Two approaches were taken to explore the possible role in PTH receptor phosphorylation of GRKs known to be important for other GPCRs (8). First, GRKs 2 or 3 were overexpressed in HEK-293 cells stably expressing the wt PTH receptor. The cDNAs encoding the GRKs were subcloned into an episomal vector (pCEP4) and transfected into HEK-293 cells; successfully transfected cells were selected in the presence of hygromycin, as described in Materials and Methods. Under these conditions, overexpression of GRK2 was readily apparent by Western blotting (Fig. 6AGo, inset). GRK3 was overexpressed to a similar degree as GRK2 (data not shown). Overexpression of GRK2 resulted in a 3- to 4-fold increase in agonist-induced phosphorylation of the wt PTH receptor (Fig. 6AGo).

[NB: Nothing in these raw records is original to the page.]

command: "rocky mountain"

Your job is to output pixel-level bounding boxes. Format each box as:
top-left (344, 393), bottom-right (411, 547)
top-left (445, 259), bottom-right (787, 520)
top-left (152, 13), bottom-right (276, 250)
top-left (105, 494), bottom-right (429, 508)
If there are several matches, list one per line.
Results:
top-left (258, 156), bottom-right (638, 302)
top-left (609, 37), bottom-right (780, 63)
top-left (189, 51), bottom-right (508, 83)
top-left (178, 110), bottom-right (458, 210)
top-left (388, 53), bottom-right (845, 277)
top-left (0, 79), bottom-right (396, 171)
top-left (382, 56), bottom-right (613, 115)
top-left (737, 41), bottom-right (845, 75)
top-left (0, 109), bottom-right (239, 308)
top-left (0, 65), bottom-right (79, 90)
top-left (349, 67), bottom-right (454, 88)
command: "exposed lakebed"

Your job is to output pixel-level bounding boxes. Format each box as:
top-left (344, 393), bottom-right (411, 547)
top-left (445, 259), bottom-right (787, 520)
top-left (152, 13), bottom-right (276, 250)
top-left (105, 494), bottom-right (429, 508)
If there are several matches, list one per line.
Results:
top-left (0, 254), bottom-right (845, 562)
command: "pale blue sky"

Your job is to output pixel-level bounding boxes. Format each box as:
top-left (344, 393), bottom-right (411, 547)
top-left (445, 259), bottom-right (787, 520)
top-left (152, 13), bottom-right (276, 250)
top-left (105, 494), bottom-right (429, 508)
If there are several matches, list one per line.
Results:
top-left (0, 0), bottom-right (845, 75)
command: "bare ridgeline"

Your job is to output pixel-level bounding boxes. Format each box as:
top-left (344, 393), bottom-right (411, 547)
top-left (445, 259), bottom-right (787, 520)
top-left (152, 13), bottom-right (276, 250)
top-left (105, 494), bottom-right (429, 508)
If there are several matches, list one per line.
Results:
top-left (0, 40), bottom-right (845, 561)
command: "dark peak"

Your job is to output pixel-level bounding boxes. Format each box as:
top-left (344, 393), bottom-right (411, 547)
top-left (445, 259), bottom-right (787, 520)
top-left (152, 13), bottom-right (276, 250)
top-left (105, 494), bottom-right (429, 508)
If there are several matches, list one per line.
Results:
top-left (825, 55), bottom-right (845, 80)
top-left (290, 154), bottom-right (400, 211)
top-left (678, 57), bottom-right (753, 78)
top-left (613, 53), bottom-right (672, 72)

To evaluate whether overexpressed GRK2 phosphorylated the same sites as the endogenous kinase, we established HEK-293 cell lines stably overexpressing GRK2 and the phosphorylation-deficient mutants S(467–498)A or S(483–498)A. If overexpressed GRK2 phosphorylated the receptor at sites different from those used by the endogenous kinase, there should be retention of some phosphorylation in the mutant receptors. However, neither mutant S(467–498)A nor mutant S(483–498)A exhibited detectable phosphorylation despite the overexpression of GRK2 (Fig. 6BGo). These results suggest that GRK2 and the endogenous GRK in HEK-293 cells utilize the same phosphoacceptor sites in the PTH receptor. Overexpression of GRK3 produced a slight (<2-fold) increase in phosphorylation of the wt PTH receptor (data not shown).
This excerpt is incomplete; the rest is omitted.